Am 16. Dezember 2000 flogen Mirko und Horst nach Deutschland. Horst hatte noch einige Zahnarzttermine zu erledigen, bevor wir das Weihnachtsfest endlich gemeinsam als Familie feiern konnten. Da wir diesmal keinen Container packen mussten, hatten wir als Familie eine ruhige Zeit in Deutschland, was wirklich schön war. Kalla hatte nach ihrer Gallenoperation keine negativen Nachwirkungen und konnte wieder alles essen wie früher.
Die Verantwortung für unsere Häuser übergaben wir während unserer Zeit in Deutschland an Njamaa für den Baubereich und an Ganbat für die allgemeinen Aufgaben. Da im vergangenen Jahr alles gut geklappt hatte, konnten wir entspannt in den Heimaturlaub fahren.
Ende Januar erreichte uns jedoch die Nachricht, dass es in der Mongolei drunter und drüber ging. Unsere Mitarbeiter Ganbat und Bormaa hatten zu Neujahr plötzlich Schaar Hooloi verlassen und waren in die Stadt zurückgekehrt. Unser ruhiger Heimaturlaub war damit vorbei, und wir rechneten mit dem Schlimmsten. Anfang Februar wollten wir zurückfliegen, aber wegen einer anstehenden Vereinssitzung mussten wir den Rückflug bis Mitte Februar verschieben. Als wir dann am 13. Februar in Schaar Hooloi ankamen, stellte sich heraus, dass die Situation nicht so katastrophal war, wie befürchtet. Jemand im Dorf hatte Ganbat Lügengeschichten erzählt, und er hatte diese geglaubt, ohne sie zu überprüfen. Als Ganbat und Bormaa dann eine Einladung zur Neujahrsfeier im Dorf ablehnten und sich stattdessen im Haus versteckten, fand Njamaa sie zitternd vor Angst vor, da sie befürchteten, die Dorfbewohner könnten sie verprügeln. Prügeleien nach Feierlichkeiten sind in der Mongolei leider nicht selten. So hatten sie alles dem Schicksal überlassen und Schaar Hooloi fluchtartig verlassen.

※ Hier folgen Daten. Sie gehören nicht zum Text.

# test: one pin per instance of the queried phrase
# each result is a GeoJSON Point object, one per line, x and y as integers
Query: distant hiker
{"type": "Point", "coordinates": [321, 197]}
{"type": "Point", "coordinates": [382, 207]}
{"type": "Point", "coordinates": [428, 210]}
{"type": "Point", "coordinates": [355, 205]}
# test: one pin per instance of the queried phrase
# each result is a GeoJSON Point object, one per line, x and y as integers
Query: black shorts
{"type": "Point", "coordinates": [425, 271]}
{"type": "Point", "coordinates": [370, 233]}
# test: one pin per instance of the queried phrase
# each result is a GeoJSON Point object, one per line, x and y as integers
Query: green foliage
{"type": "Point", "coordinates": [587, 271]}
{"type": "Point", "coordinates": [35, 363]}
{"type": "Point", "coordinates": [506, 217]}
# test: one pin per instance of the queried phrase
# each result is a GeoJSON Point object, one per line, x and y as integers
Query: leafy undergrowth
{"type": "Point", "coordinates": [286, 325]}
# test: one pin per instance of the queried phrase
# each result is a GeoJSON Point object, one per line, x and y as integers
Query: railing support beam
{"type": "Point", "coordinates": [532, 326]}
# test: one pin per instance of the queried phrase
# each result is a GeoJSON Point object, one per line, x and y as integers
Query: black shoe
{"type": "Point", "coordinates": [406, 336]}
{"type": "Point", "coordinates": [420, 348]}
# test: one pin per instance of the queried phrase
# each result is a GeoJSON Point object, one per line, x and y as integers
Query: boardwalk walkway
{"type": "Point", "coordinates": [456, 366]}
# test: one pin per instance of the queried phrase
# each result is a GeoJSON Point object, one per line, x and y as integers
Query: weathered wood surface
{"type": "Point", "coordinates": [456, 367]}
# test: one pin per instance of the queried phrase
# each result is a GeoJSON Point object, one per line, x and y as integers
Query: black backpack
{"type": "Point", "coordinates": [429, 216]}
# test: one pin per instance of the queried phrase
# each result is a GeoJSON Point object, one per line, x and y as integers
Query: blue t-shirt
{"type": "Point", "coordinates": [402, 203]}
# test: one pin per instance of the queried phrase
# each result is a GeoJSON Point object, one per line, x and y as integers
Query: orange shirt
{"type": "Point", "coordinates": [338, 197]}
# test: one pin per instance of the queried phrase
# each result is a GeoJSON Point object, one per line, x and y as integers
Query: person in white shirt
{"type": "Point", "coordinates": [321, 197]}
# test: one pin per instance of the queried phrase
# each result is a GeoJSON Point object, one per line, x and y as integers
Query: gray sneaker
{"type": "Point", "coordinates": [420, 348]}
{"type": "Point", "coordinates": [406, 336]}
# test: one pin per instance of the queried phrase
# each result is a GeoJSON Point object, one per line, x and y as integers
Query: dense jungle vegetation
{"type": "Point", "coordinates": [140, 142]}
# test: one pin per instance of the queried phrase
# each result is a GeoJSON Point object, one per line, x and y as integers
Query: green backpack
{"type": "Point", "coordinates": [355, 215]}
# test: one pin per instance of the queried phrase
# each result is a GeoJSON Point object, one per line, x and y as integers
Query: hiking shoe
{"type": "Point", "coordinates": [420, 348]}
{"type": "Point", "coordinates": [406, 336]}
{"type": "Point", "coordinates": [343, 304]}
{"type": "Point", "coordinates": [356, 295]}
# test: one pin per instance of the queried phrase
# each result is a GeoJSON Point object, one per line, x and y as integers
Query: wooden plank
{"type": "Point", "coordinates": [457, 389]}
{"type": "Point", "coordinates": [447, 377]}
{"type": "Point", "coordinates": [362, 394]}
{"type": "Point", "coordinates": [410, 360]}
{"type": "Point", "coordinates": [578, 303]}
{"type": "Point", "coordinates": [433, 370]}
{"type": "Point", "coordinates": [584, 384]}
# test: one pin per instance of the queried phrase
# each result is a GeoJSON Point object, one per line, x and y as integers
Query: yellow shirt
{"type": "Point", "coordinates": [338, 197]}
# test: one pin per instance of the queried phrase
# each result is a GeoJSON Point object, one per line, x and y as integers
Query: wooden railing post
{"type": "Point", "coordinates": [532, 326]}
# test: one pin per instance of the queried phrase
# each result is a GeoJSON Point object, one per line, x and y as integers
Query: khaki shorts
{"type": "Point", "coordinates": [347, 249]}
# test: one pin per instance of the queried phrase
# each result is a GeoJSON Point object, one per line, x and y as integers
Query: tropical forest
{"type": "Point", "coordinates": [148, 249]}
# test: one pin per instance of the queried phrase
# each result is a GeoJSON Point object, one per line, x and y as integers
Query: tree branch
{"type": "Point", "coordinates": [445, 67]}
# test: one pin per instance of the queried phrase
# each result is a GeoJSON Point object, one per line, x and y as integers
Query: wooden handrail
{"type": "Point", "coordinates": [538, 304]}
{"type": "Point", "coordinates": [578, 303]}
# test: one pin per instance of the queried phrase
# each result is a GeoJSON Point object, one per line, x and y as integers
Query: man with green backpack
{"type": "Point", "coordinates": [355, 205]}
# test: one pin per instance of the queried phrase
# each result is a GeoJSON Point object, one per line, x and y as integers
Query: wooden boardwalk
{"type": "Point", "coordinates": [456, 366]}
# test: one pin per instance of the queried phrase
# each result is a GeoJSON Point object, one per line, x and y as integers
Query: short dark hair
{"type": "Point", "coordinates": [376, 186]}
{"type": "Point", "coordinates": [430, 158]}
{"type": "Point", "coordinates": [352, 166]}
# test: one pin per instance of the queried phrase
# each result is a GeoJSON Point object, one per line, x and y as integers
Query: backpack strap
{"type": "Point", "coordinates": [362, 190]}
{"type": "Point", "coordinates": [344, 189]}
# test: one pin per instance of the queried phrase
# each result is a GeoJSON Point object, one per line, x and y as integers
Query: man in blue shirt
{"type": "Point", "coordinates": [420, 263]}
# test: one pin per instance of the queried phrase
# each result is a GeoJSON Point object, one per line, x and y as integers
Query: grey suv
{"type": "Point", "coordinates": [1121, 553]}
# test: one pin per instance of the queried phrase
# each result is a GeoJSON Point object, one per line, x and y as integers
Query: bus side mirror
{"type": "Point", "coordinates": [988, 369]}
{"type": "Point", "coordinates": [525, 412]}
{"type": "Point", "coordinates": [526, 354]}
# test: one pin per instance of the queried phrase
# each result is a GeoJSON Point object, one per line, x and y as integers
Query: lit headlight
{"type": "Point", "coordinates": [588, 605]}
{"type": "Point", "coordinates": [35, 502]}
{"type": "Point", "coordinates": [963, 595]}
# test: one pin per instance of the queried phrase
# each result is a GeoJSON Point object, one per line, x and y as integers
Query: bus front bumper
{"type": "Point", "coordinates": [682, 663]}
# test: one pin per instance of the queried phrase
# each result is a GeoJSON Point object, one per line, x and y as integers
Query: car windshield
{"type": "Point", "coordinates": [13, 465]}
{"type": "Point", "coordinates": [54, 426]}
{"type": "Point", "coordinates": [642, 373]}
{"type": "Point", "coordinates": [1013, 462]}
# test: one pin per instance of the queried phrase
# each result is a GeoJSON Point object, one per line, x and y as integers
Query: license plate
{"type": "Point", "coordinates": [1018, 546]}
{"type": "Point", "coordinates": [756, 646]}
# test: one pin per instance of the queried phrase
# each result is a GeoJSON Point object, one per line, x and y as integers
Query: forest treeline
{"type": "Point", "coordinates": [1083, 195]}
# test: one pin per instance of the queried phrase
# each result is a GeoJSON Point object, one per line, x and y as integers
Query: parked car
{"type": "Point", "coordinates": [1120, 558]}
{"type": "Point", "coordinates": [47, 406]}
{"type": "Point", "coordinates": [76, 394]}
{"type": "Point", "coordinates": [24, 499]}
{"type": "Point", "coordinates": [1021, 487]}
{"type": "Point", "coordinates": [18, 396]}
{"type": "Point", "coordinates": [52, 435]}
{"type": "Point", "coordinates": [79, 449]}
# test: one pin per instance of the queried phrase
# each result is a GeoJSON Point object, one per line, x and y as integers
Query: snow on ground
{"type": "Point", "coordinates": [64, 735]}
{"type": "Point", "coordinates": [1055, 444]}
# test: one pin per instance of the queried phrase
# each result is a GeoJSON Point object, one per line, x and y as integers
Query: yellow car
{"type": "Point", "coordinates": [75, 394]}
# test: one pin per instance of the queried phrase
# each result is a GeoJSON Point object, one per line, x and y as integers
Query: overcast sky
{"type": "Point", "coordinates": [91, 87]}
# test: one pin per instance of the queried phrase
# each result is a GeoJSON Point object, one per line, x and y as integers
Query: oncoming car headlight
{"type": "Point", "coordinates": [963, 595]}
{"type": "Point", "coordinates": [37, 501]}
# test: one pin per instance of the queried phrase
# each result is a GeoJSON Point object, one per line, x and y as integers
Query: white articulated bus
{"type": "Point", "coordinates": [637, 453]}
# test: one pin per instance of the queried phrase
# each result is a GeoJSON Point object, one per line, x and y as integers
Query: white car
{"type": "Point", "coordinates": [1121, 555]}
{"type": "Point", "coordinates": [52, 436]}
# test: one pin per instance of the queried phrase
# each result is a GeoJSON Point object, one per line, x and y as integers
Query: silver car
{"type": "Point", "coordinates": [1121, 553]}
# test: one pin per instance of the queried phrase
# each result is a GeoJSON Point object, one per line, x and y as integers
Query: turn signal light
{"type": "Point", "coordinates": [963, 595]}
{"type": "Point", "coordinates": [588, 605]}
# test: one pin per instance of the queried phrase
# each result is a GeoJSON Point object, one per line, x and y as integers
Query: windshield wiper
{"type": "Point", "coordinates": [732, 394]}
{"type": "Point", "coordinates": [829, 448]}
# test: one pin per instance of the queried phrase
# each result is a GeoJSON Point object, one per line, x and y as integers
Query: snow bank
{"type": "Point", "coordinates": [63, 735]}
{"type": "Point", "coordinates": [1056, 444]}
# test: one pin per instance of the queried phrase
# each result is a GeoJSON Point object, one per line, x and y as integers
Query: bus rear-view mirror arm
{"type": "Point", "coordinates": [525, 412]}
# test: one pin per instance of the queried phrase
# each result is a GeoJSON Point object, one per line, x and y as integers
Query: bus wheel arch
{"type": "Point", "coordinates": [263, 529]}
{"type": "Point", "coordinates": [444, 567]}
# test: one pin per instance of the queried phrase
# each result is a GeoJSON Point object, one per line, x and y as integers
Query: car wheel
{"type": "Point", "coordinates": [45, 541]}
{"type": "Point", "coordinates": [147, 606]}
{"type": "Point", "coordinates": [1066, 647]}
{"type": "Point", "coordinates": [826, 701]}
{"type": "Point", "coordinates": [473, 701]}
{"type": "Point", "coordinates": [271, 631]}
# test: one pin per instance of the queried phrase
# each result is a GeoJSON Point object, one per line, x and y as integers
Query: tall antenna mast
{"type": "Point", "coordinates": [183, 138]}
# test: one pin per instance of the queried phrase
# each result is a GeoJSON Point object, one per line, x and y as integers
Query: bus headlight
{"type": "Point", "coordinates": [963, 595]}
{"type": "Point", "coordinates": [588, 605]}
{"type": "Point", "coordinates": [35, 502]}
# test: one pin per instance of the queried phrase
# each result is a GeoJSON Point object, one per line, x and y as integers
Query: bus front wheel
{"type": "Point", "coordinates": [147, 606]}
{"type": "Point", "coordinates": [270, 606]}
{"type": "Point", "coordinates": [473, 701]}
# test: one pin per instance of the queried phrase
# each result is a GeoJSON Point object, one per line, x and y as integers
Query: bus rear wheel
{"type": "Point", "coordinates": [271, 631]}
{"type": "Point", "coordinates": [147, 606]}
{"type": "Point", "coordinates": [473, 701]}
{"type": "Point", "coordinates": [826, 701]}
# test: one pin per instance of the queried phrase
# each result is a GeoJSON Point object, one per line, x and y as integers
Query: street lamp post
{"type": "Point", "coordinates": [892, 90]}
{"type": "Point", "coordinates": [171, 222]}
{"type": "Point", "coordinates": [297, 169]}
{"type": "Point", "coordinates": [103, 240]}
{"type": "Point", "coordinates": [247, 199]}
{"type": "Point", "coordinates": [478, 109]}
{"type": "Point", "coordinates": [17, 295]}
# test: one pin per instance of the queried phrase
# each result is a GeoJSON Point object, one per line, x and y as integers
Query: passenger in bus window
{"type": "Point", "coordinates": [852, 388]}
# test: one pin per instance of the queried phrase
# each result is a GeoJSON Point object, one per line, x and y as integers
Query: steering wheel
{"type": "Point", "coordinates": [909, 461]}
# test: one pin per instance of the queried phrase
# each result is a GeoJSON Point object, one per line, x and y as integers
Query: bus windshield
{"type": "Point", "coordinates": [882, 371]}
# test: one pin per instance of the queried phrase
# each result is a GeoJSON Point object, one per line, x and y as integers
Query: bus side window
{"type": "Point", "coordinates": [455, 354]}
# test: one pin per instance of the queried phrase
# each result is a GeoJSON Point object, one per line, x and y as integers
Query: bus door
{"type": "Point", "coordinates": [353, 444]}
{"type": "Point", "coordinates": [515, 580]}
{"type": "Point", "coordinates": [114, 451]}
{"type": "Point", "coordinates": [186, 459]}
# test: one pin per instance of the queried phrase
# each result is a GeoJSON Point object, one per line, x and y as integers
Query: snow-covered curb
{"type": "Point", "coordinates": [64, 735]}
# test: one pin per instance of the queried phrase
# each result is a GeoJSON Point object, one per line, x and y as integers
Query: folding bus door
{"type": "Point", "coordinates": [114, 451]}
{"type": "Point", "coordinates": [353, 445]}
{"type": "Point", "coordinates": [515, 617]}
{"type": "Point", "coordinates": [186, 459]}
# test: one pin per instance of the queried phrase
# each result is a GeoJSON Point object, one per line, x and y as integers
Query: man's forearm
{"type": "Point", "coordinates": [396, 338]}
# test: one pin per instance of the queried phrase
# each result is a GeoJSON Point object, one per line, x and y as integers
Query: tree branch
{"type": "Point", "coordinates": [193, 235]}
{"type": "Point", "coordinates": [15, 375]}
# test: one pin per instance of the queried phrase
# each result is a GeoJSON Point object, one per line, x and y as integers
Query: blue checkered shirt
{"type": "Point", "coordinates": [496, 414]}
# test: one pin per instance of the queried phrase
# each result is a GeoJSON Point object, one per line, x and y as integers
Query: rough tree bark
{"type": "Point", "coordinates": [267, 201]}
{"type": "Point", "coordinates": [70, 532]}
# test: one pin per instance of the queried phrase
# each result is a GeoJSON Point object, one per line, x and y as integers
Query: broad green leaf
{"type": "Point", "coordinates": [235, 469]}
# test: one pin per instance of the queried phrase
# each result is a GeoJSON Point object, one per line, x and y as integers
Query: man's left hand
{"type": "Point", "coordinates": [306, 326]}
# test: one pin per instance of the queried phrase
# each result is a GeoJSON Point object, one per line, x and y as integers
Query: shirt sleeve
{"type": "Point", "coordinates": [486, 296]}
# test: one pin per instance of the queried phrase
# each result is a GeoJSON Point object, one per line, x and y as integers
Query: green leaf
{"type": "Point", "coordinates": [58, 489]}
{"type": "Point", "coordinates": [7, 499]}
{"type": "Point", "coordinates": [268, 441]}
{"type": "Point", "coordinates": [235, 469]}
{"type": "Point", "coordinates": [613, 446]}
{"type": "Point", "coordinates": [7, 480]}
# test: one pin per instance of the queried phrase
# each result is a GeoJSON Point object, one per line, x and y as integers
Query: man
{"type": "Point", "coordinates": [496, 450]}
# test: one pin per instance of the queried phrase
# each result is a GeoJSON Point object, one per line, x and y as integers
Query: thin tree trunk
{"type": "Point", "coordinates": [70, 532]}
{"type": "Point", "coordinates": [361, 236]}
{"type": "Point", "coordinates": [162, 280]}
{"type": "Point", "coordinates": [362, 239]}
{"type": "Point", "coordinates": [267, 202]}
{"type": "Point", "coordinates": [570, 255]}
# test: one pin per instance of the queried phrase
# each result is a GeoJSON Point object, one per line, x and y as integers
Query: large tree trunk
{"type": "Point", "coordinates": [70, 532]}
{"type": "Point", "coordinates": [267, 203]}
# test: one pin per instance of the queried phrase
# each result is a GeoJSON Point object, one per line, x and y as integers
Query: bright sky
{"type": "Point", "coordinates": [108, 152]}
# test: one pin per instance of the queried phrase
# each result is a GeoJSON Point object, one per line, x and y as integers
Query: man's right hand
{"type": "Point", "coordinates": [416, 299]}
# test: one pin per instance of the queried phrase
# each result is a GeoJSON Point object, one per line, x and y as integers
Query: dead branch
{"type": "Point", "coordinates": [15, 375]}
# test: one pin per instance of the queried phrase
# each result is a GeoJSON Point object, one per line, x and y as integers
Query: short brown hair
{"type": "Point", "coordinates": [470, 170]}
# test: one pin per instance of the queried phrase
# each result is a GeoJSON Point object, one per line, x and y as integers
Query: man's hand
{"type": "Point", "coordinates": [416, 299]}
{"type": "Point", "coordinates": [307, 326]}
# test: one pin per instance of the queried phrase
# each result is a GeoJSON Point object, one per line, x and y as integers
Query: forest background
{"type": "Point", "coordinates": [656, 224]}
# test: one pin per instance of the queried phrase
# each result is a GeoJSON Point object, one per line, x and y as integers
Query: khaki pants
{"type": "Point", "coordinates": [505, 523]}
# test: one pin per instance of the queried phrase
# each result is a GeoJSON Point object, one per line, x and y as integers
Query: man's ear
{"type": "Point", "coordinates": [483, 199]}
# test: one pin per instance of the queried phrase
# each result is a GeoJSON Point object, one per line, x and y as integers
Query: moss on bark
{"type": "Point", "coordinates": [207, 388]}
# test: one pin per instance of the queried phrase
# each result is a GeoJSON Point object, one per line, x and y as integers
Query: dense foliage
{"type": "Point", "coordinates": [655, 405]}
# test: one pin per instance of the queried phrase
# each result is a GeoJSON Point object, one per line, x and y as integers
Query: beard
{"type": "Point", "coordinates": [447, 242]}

Es wurde uns klar, dass sich Stadtmongolen und Landmongolen oft nicht gut vertragen. Stadtbewohner, die meist mehr Bildung haben, neigen dazu, sich für etwas „Besseres“ zu halten, was bei den Landbewohnern schnell zu Spannungen führen kann. Wir erkannten, dass wir Ganbat keine Verantwortung mehr auf dem Land übertragen konnten. Es dauerte Wochen, bis wir alles geklärt hatten. Wir sprachen mit Ganbat und Bormaa und gaben ihnen eine zweite Chance. Sie kehrten ins Dorf zurück, Entschuldigungen wurden ausgetauscht, und es schien alles wieder in Ordnung zu sein.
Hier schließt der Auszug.